Schadstoffe in Aargauer Fischen nachgewiesen
05.03.2026 | 12:29
Bei Untersuchungen von Fischen aus Aargauer Gewässern wurden in mehreren Proben erhöhte PFAS-Werte festgestellt. Besonders betroffen ist der Hecht aus dem Hallwilersee.
Kantonales Monitoring
Im Rahmen des kantonalen Monitorings hat das AVS 107 Fischproben von sechs verschiedenen Fischarten aus folgenden acht Aargauer Gewässern untersucht: Rhein (10 Alet), Aare (10 Alet), Reuss (10 Alet), Limmat (10 Alet), Hallwilersee (20 Egli, 10 Felchen und 7 Hechte) sowie Bünz (10 Alet), Suhre (10 Barben) und Surb (10 Forellen). Das Monitoring dauerte von Mai 2025 bis Januar 2026. Die Planung und Durchführung der Probenahme des AVS erfolgten in Zusammenarbeit mit der Sektion Jagd und Fischerei der Abteilung Wald des Departements Bau, Verkehr und Umwelt.
Ergebnisse
Von 107 Fischproben überschritten 28 Prozent die geltenden PFAS-Höchstwerte, was 30 Proben entspricht. Dazu zählen der Hecht aus dem Hallwilersee wie auch der Alet aus Bünz und Reuss. In allen übrigen Proben lagen die mittleren PFAS-Konzentrationen pro Fischart und Gewässer unterhalb der zulässigen Höchstgehalte. Die Ergebnisse zeigen ebenfalls, dass die PFAS-Belastung je nach Fischart und Gewässer in Konzentration und Anzahl variiert. Fische aus Fischzuchten sind nicht betroffen.

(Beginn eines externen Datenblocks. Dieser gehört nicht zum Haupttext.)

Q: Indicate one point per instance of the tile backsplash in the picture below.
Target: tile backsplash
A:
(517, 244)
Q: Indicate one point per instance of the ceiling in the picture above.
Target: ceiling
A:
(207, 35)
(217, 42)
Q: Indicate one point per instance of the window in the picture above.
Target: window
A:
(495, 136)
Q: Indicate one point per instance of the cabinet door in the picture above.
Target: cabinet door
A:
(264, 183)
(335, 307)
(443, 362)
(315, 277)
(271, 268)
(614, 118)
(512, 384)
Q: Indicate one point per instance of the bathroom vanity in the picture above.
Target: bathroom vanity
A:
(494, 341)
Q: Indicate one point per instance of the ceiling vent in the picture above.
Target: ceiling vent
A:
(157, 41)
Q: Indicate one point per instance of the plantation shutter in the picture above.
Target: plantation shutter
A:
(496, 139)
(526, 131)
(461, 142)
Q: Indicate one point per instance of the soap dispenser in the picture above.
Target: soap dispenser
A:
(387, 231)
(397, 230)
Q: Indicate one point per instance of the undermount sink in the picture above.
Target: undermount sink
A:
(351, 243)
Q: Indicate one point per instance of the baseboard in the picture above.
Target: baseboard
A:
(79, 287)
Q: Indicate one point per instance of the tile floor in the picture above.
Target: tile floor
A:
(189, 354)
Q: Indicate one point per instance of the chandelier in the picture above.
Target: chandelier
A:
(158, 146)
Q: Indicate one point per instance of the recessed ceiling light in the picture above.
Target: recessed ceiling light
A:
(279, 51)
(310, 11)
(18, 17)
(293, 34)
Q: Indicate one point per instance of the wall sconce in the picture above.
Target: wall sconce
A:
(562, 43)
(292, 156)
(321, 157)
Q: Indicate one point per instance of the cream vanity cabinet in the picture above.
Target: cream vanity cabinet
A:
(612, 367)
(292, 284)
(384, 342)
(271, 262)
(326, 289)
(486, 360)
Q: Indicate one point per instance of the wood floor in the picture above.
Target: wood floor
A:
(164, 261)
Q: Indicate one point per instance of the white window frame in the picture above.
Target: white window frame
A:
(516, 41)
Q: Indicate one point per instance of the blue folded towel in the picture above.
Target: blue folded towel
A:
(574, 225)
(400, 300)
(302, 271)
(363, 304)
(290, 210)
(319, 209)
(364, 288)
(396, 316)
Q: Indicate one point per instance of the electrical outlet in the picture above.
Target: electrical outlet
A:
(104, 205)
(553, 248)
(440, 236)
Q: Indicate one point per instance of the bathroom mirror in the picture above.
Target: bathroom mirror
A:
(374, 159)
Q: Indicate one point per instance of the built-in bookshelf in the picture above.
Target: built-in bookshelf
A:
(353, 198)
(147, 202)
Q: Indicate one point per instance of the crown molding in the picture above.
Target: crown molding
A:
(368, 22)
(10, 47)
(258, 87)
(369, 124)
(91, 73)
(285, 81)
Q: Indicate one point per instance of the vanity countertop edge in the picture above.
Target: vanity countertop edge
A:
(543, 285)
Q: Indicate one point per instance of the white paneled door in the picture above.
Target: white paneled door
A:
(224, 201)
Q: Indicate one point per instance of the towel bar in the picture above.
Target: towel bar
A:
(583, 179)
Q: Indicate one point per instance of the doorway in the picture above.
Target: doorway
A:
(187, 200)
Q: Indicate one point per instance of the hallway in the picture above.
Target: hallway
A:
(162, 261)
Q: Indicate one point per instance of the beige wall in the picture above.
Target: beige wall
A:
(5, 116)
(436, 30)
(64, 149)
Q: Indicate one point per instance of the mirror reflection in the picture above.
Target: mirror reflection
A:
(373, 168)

Einschränkungen für Hecht und Egli
Für den kommerziellen Fischfang am Hallwilersee ergeben sich aufgrund dieser Ergebnisse Einschränkungen für den Hecht, der wegen Höchstgehaltüberschreitungen bis auf Weiteres nicht mehr kommerziell vermarktet oder unentgeltlich abgegeben werden darf.
Privatpersonen dürfen Hechte am Hallwilersee jedoch nach wie vor befischen. Auch der private Eigenverzehr bleibt erlaubt. Aufgrund der festgestellten PFAS-Belastung empfiehlt das AVS jedoch, maximal eine Portion (120 g-Filet) Hecht pro Monat zu konsumieren. Auch beim Egli aus dem Hallwilersee empfiehlt das AVS aufgrund der festgestellten PFAS-Belastung, den Verzehr auf eine Portion alle zwei Monate zu beschränken.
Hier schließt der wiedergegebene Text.